US Attorney’s Plan to Protect Police Draws Warnings About Rights Violations

WASHINGTON — The interim U.S. Attorney for the District of Columbia said this week he no longer plans to turn over potentially discrediting information about police officers to judges or defense attorneys before the officers testify at criminal trials.
The announcement is raising questions about whether it could violate defendants’ legal rights to a fair trial.
“It’s going to interfere with the Constitution, really,” a Washington attorney who handles public defender cases told The Well News. He asked not to be named.
It also creates possibilities that prosecuting attorneys could be penalized or disbarred by judges or the D.C. Bar’s Board on Professional Responsibility for failing to follow proper court procedures.
“They could,” the attorney said. “I think it’s going to lead to a lot more litigation.”
The announcement from interim U.S. Attorney Ed Martin refers to “Lewis Lists.”
Lewis Lists are records of troublesome or untruthful behavior by police officers that would tend to undercut their credibility when they testify at trials. It is derived from the 1979 District of Columbia Court of Appeals ruling in Lewis v. United States.
The court said that the due process clause of the Constitution requires prosecutors to give the defense attorneys and judges any significant evidence they hold that suggests a defendant is not guilty, including information showing misconduct by police.
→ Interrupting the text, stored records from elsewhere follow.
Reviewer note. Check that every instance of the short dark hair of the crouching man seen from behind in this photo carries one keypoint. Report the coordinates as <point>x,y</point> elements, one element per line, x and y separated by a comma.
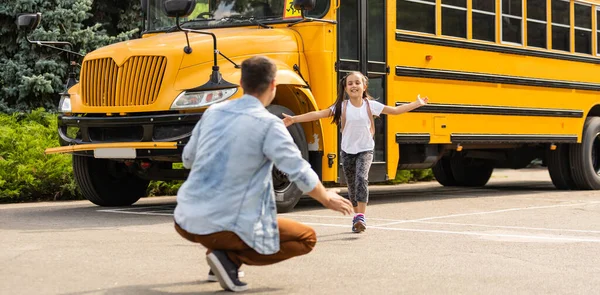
<point>257,73</point>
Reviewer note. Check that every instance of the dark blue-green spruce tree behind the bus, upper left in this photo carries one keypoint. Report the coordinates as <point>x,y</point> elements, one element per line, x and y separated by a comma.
<point>31,75</point>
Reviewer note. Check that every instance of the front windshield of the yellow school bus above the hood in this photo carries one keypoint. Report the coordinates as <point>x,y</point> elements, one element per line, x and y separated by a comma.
<point>225,13</point>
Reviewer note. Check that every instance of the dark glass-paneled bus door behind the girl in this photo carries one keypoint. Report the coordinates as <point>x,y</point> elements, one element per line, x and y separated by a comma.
<point>361,47</point>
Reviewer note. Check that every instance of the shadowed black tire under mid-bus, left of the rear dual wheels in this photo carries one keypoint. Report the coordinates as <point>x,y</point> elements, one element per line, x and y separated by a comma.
<point>471,172</point>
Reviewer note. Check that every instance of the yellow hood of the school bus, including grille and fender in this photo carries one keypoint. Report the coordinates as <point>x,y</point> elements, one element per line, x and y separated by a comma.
<point>146,83</point>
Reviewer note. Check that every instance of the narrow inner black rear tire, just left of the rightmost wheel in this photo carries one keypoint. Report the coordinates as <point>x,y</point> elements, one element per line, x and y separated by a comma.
<point>559,167</point>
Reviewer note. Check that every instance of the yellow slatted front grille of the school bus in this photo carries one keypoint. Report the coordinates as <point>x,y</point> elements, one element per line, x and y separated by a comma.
<point>137,82</point>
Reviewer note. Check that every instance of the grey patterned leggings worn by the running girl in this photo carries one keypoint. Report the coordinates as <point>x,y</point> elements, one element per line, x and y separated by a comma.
<point>356,170</point>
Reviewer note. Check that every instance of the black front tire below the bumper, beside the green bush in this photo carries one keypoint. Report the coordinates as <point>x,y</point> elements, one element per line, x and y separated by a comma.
<point>107,183</point>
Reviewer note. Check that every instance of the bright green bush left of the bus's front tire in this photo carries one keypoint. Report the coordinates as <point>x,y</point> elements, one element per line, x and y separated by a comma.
<point>26,173</point>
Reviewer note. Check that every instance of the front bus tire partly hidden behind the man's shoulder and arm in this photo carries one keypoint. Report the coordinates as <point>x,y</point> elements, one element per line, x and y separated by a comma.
<point>287,192</point>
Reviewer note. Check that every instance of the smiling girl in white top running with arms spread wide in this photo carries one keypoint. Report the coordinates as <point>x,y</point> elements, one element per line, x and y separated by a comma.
<point>353,111</point>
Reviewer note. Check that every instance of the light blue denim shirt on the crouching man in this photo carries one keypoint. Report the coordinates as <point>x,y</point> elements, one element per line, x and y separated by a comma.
<point>231,154</point>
Defense attorneys sometimes use Lewis List information to challenge the credibility of officers who accuse defendants of crimes. The information also can interfere with officers’ opportunities for promotions or pay raises.
The legal term for the information is exculpatory evidence. The Lewis Lists are held by U.S. attorneys’ offices.
Martin said he would withhold the information as a show of support for police. He made the announcement on the social media site X.
The U.S. Attorney’s Office “will no longer allow judges or others to gratuitously damage your careers because of the outside impact of inexact characterizations,” he wrote in a memo addressed to “Our Cops and Law Enforcement Officers.”
“More and more, I hear from Men and Women in Blue that they want to know we have their backs. We do and we will,” Martin wrote.
He said the policy shift was a way to “stand up to judges” and “anyone who maligns our officers for sport or advantage unfairly.”
Some attorneys are saying Martin is overstepping his authority.
Under Rule 3.8e of the District of Columbia Bar’s Rules of Professional Responsibility, a prosecutor is forbidden from intentionally failing “to disclose to the defense … any evidence or information that the prosecutor knows or reasonably should know tends to negate the guilt of the accused or to mitigate the offense.”
Judges or the D.C. Bar can discipline prosecutors who violate the rule by fining them, sentencing them to jail or taking away their licenses to practice law.
A high-profile example of what happens for violating exculpatory evidence rules followed the criminal conviction of former Alaska Republican Sen. Ted Stevens in 2009. A jury found him guilty of seven corruption charges for financial improprieties.
A federal judge later threw out the conviction after evidence arose that prosecutors hid evidence of Stevens’ innocence. By then, he had lost his reelection bid for the Senate seat he held for 40 years.
The prosecutor accused of hiding the evidence was facing criminal charges before he committed suicide.